Un pacte de migration «sans contraintes»

La montagne aurait-elle accouché d’une souris ? S’il est très tôt pour tirer une telle conclusion, l’on ne peut pas non plus s’empêcher de s’interroger sur le «poids» du texte du «Pacte pour la migration» qui a été adopté vendredi dernier.

Si l’ensemble des déclarations sur ce Pacte, qui sera signé à Marrakech en décembre prochain, saluent le «consensus construit» autour de la migration, deux déclarations de Louise Arbour, représentante spéciale des Nations Unies pour les migrations internationales, interrogent toutefois voire inquiètent, tant ce Pacte a nourri des espoirs. Surtout eu égard à la bataille acharnée que se livrent les pays de l’Union Européenne; certains privilégiant des solutions pour le moins que l’on puisse dire, «paranoïaques», plongeant la planète toute entière dans l’indignation.

S’il est vrai que le texte du Pacte n’a pas été rendu public, quelques déclarations sur son contenu permettent toutefois de s’en faire une idée. Ainsi, le Pacte, que l’on espérait remettre les pendules à l’heure en matière de gestion de la migration irrégulière, ne pourrait s’agir de rien d’autre que d’un «document non contraignant», selon les propos de Louise Arbour.

En d’autres termes, il n’obligerait pas vraiment les Etats, surtout ceux concernés par les flux migratoires, à sortir de leurs «zones de confort» et à gérer les flux migratoires selon une seule et même approche. On l’aura compris, le Pacte ne force en rien les Etats à adopter des politiques nationales en matière de migration. Ce qui explique donc pourquoi un consensus a finalement été construit, alors qu’au cours des 18 derniers mois ayant suivi l’adoption de la «Déclaration de New York», la manœuvre était difficile, chaque pays voulant préserver sa Souveraineté sur la question.
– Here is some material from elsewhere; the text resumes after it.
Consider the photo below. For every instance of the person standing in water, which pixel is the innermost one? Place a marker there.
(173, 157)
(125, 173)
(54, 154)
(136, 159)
L’inquiétude serait donc de savoir comment l’ONU va réconcilier les discours «inhumains» de certains Etats, pour assurer une gestion commune de la migration, comme le prétend l’objectif principal du Pacte ? Si les Etats préservent leur souveraineté sur la gestion de la migration, malgré le Pacte, les USA qui ont quitté ledit accord pour la même raison, seraient-ils réellement à blâmer ? Peu après l’adoption du texte du Pacte, à titre d’exemple, des ONG ont critiqué le langage «peu ferme» du Pacte sur la détention des mineurs. Le pacte déclare qu’elle pourrait intervenir «en dernier recours». Ce qui n’est pas anodin, puisque cette question était une « ligne rouge» pour de nombreux Etats. Et pourtant les ONG auraient souhaité une interdiction totale de cette pratique.

Si le langage du texte manque de fermeté et est loin d’être parfait, comme l’a si bien rappelé Louise Arbour, ce Pacte constitue toutefois un «pas en avant» puisque c’est la première fois que les 194 Etats membres de l’ONU tentent de bâtir un consensus sur la question migratoire. Pour la suite, «il faudra ouvrir le débat de manière progressiste… et insuffler un vent de concrétisation» aux 23 engagements de ce texte.